There, I’ve admitted it. Reading is my passion and I spend a lot of time doing it, and I own far, far too many books. So many in fact, that I am so far behind on my TBR (the number stands at 783 on Goodreads and counting) I fear I will never catch up. Book buying is a compulsion for me, you see. Nothing makes me happier than an hour spent browsing a good bookstore and buying a book. Problem is, I can never stop at just the one….

At the current time, I have 50 books stacked in two piles next to my bed. This pile never gets any smaller and has become such a permanent feature in our house that my 9-year-old daughter has christened it Mount Bookarus. Very apt, since the erosion of this edifice is every bit as slow as the erosion of the Himalayas themselves. In fact, towards the end of last year, it appeared that the pile had in fact been pushed up, due to some kind of literary tectonic event, and the top books of the stack are now in danger of taking my eye out if I turn over in my sleep too close to the edge of the bed.

(A small off-shoot of ‘seasonal reads’ appeared in November as the start of pile three, but these were pushed back during a concerted assault over the festive period.)

Mount Bookarus is the mere tip of the iceberg, however, if you will excuse the mixed geological metaphors. There are many, many, many more unread gems stuffed into every spare bit of space in my library. (I know, I am lucky enough to have a dedicated, proper library in my house. It was the one room I insisted on including when we built our house 11 years ago and it is my favourite. If you stick with me and behave, I will share some photos of it with you here soon and make you all green with envy!)

It is for this reason that I have started this blog. I have vowed that 2017 is the year I will make a proper dent in my TBR and, in order to achieve this goal, I have vowed to buy NO NEW BOOKS in 2017.

That’s right. No new books for a whole year. Nada. Zero. Not one single one.

As a self-professed compulsive book purchaser, this is going to a be a huge challenge. So, to keep me on the straight and narrow, I am making my intention public and am going to report honestly on here as to how I am getting on and I am hoping that my readers, should I be fortunate enough to get any, will hold me accountable.

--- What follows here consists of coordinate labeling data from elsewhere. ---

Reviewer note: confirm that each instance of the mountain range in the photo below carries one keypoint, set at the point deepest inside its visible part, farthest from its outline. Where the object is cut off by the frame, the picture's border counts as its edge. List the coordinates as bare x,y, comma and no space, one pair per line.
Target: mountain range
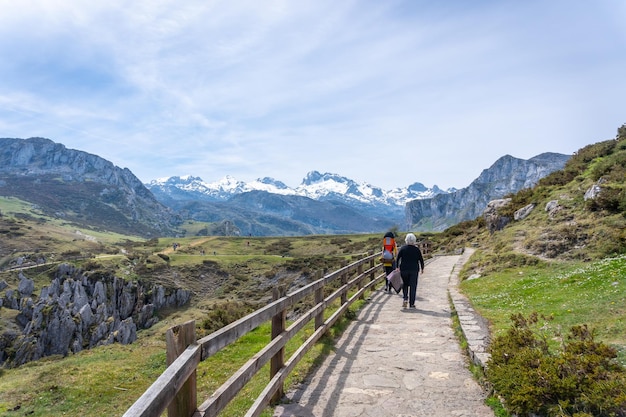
88,190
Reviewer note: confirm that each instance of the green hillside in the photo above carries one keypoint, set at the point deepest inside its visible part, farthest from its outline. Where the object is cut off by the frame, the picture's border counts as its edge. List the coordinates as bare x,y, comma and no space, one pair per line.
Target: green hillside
567,263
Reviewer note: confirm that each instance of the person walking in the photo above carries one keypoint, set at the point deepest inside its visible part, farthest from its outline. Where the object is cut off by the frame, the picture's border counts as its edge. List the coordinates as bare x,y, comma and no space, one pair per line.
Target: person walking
390,250
409,261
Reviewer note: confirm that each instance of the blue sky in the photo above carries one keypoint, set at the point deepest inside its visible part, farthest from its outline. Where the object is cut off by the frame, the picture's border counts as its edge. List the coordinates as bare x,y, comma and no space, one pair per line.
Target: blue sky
384,92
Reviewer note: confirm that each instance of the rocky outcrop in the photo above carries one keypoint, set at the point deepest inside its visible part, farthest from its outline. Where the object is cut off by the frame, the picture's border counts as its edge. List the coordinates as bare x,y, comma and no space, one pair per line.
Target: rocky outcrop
77,312
92,187
507,175
493,220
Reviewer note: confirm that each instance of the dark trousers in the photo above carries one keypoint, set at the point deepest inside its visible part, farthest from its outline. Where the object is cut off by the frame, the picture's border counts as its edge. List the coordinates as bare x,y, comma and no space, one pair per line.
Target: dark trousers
388,270
409,287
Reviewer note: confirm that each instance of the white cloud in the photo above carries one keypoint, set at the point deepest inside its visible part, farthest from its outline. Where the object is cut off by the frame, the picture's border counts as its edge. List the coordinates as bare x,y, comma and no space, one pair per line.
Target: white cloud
279,88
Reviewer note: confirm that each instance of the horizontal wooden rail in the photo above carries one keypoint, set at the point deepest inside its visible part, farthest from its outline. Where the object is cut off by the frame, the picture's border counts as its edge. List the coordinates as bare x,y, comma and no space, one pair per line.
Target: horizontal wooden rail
353,279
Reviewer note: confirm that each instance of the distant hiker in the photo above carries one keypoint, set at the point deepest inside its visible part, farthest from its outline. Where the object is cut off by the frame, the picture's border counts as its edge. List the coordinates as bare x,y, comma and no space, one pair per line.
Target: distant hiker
409,261
390,250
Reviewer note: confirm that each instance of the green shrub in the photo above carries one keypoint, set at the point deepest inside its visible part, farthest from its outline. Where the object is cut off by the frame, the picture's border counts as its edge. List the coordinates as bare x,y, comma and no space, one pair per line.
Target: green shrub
582,378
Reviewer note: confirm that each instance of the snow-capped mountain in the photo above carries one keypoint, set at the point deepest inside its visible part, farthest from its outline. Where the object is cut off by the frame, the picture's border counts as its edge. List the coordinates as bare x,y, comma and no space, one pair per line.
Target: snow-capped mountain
317,186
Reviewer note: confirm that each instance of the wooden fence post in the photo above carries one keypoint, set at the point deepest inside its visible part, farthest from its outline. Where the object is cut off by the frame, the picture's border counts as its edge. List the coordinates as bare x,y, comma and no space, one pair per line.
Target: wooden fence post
177,339
344,281
359,271
319,297
279,323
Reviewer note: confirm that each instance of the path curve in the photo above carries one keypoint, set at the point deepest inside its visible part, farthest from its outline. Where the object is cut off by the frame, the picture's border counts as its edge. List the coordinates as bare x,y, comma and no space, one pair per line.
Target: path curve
396,362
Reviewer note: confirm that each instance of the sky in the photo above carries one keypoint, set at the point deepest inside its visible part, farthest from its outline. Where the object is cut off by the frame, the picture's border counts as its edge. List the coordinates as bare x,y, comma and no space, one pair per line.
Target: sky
387,93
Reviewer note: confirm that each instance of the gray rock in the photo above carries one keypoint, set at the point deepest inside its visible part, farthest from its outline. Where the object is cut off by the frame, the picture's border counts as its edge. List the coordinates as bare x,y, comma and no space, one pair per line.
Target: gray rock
26,286
522,213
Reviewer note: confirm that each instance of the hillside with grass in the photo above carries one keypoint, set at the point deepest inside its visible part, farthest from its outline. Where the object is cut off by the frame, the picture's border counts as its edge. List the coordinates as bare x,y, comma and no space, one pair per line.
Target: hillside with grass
558,255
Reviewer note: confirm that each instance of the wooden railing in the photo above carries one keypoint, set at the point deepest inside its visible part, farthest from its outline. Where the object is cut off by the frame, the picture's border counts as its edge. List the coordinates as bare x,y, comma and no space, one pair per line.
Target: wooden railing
175,389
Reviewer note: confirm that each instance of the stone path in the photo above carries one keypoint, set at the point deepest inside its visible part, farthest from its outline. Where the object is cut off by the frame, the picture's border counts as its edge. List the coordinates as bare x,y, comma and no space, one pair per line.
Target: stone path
399,362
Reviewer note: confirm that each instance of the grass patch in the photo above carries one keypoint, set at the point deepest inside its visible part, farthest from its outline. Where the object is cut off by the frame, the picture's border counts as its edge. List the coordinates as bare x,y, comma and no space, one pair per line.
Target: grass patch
571,293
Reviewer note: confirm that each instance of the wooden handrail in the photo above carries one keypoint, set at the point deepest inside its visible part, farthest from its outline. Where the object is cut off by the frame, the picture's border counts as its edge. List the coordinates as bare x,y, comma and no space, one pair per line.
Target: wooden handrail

The rules of the challenge are quite strict. No buying books, no borrowing books, no being given books for free. No downloading e-books, either free or paid for. I am going to allow my friends and family to buy me books as presents for my birthday in May (otherwise, what an earth are they going to get me?) and Christmas. After all, there has to be some relief on the horizon, doesn’t there? But there will be limit of one book per person. And that’s it.

So, 2017 will be a year of reading from the books I already own. I have set my Goodreads reading challenge for 2017 at 100 books, which is achievable, as I tend to read a couple of books a week anyway, depending on length of book and what else is going on in my life. I will be reviewing all the books I read on this blog. There may be other posts that creep in too, about the other minutiae of my life, family, travels and whatever else pops into my head, but it will mainly be book reviews.

I guess it will be a little different from other book blogs, because I will not be reviewing any of the new, hot titles – for this year at least – but maybe this is no bad thing. Different is good, and you may still find some gems in things that are not new. Vintage is in, right? Hopefully my blog will be on trend in that way. Let’s call it literary up-cycling. Dusting the cobwebs off those old but precious novels that are laying unloved and forgotten in the dingy recesses of my TBR, ready to be given new life.

We are 3 weeks in to the year and, so far, I have held firm but it will only get tougher from here. So I am hoping you will help me. Get behind me, support me, and don’t taunt me with all the fabulous new books I am missing out on. (I have already started a list – January 2018 could be an expensive month). Most of all, I hope you will enjoy my reviews, and maybe find something you might want to read, even though it is not shiny and new in the publishing world. First review to come on Monday.

Apologies in advance to my local branch of Waterstones – I fear your profits will take a severe dip this year.